- Directed by: James Warry Vickers
- Written by: John Strange Winter (novel)
- Starring: Barbara Rutland; Harry Royston;
- Production company: International Cine Corporation
- Distributed by: International Cine Corporation
- Release date: August 1915;
- Country: United Kingdom
- Languages: Silent English intertitles

= Lady Jennifer (film) =

Lady Jennifer is a 1915 British silent drama film directed by James Warry Vickers and starring Barbara Rutland and Harry Royston. The film was an adaptation of the 1908 novel of the same title by John Strange Winter.

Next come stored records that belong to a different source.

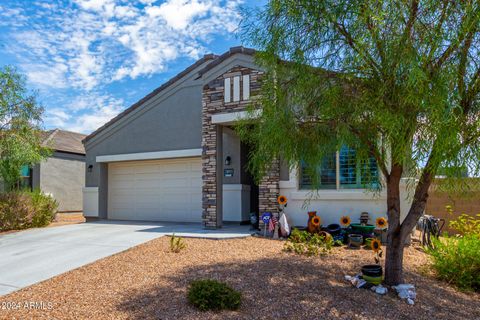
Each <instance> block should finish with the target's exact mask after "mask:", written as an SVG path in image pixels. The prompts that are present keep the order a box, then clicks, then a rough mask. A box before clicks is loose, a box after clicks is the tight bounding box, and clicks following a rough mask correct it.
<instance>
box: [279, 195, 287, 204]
mask: <svg viewBox="0 0 480 320" xmlns="http://www.w3.org/2000/svg"><path fill="white" fill-rule="evenodd" d="M277 202H278V204H279V205H281V206H286V205H287V197H285V196H282V195H280V196H278V198H277Z"/></svg>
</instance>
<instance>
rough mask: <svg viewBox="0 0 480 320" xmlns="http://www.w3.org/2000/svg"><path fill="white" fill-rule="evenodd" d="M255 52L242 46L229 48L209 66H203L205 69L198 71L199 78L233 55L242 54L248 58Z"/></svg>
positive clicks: (207, 65)
mask: <svg viewBox="0 0 480 320" xmlns="http://www.w3.org/2000/svg"><path fill="white" fill-rule="evenodd" d="M255 52H256V50H255V49H252V48H245V47H243V46H238V47H232V48H230V49H229V50H228V51H227V52H225V53H224V54H222V55H221V56H219V57H217V58H216V59H215V60H213V61H212V62H210V63H209V64H207V65H206V66H205V68H203V69H202V70H200V71H199V72H198V74H199V76H200V77H201V76H202V75H203V74H204V73H205V72H207V71H208V70H211V69H213V68H214V67H215V66H218V65H219V64H221V63H222V62H223V61H225V60H227V59H228V58H230V57H231V56H233V55H235V54H239V53H242V54H246V55H250V56H253V55H254V54H255Z"/></svg>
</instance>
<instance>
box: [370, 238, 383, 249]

Lady Jennifer was four reels long. It was well received, and continued to be screened through at least 1917.

==Cast==
- Barbara Rutland as Lady Jennifer
- Harry Royston as Reeves

==Plot==
The film opens with Nancy and Dick falling in love at first sight. Dick is a poor artist and Nancy's family is in financial need, so she accepts the suit of Sir William Jennifer instead. At their wedding, William's half-brother Hudson swears revenge on Nancy for cutting him out as Williams next of kin. Hudson allies with the butler Reeves, who informs him that Nancy's has incriminating love letters from Dick. Reeves steals the letters for Hudson, who attempts to blackmail Nancy; she informs Dick, who breaks into Hudson's apartment and destroys the letters. Hudson has Dick jailed for housebreaking, then surprises William on his sickbed with an accusation that Nancy has been unfaithful. William dies of shock. Hudson pursues further malicious schemes. Dick is released after two years in jail and inherits an unexpected fortune. Hudson and Reeves turn against each other, allowing Dick to complete his own revenge and end the film happily with Nancy.

==Reception==
Contemporary film notices praised the filmmaking, with the Evening Telegraph praising its "truly artistic style" and the North Star calling it "a splendid story, graphically told." The Lincolnshire Echo praised the dramatic interest of the story, calling it "well produced, and with a plot which lends itself to the screen." They also say, "credit is due to the artistes concerned, who succeed in making the most of many powerful situations, giving the whole piece a human and realistic touch." Two years after the film's release, The Perthshire Advertiser called it "one of the best of its kind".

==Bibliography==
- Goble, Alan. The Complete Index to Literary Sources in Film. Walter de Gruyter, 1999.